Effects of miR-26a expression and miRNA-sponge-mediated miR-26 family knockdown on the transcriptome of B cell precursors

Here, we have screened a miRNA expression library in a pre-B cell expression system to identify miRNAs with a potential oncogenic activity in early lymphocytes. We show that miR-26a is sufficient to transform B cell precursors in vitro as defined by growth factor independence, and demonstrate that its continuous expression is necessary to keep cells in the transformed state. Mechanistically, we find that expression of miR-26a protects against apoptosis induced by growth factor withdrawal as well as DNA damage, provides a competitve advantage and interferes with the differentiation of pre-B to immature B cells. In consequence, transformed cells express the pre-BCR on the cell surface, which appears to provide signals for ongoing proliferation and survival. Using microarray analysis, we identified several previously known and novel putative target genes of miR-26a in B cell precursors. A key target appears to be PTEN, a well established tumor suppressor and regulator of PI3K signaling, as knockdown of Pten mRNA by shRNA at least partially phenocopies miR-26a overexpression.

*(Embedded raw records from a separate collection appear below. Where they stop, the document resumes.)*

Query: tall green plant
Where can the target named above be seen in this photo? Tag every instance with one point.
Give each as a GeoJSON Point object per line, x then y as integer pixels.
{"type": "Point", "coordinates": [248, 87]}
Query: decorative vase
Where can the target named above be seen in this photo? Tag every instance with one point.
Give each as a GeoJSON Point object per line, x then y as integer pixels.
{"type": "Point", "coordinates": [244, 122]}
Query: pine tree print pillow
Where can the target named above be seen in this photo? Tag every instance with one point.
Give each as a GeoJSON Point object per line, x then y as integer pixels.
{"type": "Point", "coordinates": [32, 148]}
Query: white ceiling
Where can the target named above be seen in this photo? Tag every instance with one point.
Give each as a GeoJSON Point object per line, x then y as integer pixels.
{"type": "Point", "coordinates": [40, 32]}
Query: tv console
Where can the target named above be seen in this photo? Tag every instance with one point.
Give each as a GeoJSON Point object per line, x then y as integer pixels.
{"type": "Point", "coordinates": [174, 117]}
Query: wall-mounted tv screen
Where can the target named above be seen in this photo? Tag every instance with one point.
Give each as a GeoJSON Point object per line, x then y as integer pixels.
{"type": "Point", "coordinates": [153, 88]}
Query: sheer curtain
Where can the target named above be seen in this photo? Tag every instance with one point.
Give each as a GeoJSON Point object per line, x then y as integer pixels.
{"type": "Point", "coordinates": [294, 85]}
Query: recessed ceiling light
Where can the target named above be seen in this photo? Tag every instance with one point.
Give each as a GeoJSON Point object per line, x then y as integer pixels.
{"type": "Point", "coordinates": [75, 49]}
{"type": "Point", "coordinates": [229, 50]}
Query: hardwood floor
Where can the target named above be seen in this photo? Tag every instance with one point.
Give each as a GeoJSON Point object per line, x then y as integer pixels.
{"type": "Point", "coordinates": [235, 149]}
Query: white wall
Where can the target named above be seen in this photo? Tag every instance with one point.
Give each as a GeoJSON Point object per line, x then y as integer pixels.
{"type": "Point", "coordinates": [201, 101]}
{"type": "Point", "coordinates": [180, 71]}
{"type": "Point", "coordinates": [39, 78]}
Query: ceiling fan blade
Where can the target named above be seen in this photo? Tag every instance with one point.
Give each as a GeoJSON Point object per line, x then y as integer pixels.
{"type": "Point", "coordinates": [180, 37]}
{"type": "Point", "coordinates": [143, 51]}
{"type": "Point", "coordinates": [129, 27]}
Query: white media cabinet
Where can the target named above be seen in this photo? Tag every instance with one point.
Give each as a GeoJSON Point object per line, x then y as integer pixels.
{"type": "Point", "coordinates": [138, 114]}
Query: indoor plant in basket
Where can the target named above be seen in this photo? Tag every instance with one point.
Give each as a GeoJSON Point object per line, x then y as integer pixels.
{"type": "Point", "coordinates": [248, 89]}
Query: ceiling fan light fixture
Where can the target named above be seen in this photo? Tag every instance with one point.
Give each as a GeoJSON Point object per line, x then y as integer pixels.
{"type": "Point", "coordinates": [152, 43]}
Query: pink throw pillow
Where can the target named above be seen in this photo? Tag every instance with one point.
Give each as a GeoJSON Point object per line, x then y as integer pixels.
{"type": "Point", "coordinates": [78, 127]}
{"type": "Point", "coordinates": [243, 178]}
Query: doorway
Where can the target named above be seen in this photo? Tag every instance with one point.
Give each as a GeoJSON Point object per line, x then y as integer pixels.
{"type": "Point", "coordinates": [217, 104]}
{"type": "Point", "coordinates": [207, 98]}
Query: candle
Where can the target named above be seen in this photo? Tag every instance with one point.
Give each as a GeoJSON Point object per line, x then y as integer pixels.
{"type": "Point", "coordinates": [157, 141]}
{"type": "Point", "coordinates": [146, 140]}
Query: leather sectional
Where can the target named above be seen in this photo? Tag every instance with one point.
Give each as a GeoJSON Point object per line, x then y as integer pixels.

To gain inside into the physiological role of miR-26 in early B cell develobment, in contrast to the oncogenic situation if aberrantly overexpressed, we further more sequestered endogenous miR-26a and b by expression of a miRNA sponge. This functional knockdown indeed induced the reciprocal phenotype relative to the overexpression, i.e. cells had a proliferative disadvantage and differentiated more efficient into immature B cells. Surprisingly, however, transcriptional changes induced by miR-26 sequestration were very mild. We therefoer hypothesize that most of the sponge-mediated deregulation is below detection level while still being functional relevant. Gene expression in cells expressing a control vector or a vector encoding miR-26a overexpression or miR-26 sponge constructs was measured either in the presencel of the growth factor IL-7. Two independent experiments were performed, using independently generated cell clones for each repetition.